Observability¶

Portal exposes Prometheus metrics, a health probe, and a readiness probe. The full metric list is in ../reference/metrics.md (parallel author) and the source of truth is internal/sink/prometheus/sink.go.

Endpoints¶

:9090/metrics — Prometheus exposition (default port; configurable via --metrics-addr).
:9090/healthz — liveness; returns 200 unconditionally while the process is alive.
:9090/readyz — readiness; returns 503 when Portal believes itself unable to serve admission correctly.

The HTTP server listens on the metrics address only — :8443 (default) is the admission TLS port, which serves the webhook handler and nothing else.

What `/readyz` actually checks¶

readyz flips to 503 when the admission handler's error ring buffer is more than 50% errors over the last 100 requests (internal/admission/handler.go — errorRing.record). The ring is sticky once tripped; readiness recovers when subsequent successes drop the error ratio below 50%.

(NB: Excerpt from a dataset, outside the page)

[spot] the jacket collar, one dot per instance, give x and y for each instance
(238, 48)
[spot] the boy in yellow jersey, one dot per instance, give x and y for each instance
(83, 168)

This means a freshly-started Portal whose first 10 requests all fail will return 200 from /readyz (the buffer isn't yet full); behaviour stabilises once 100 requests have flowed.

Metrics¶

Eight Portal-specific metrics, registered at package init via promauto:

Metric	Type	Labels	Emits when
`portal_admission_requests_total`	counter	`decision` (`allow`/`deny`/`warn`/`dryrun`/`bypass`/`error`)	every admission webhook request
`portal_admission_latency_seconds`	histogram	—	every admission request, end-to-end
`portal_admission_bypass_total`	counter	`namespace`	a request was short-circuited via `portal.io/bypass=true`
`portal_audit_violations`	counter	`rule`, `severity`, `gvk`	the audit loop produces a violation
`portal_audit_watch_reconnects_total`	counter	—	an informer reconnect (`SetWatchErrorHandler` callback)
`portal_actions_total`	counter	`action`, `result` (`ok`/`error`/`skipped`/`ratelimited`/`dropped`)	an action executes (or is suppressed)
`portal_np_findings`	counter	`check` (e.g. `np.default-deny-missing`)	NetworkPolicy analyser produces a finding
`portal_lookup_cycle_suppressed_total`	counter	—	the dep-index re-eval budget capped a rule×object pair

Plus standard Go runtime metrics (go_*, process_*) from promhttp.Handler().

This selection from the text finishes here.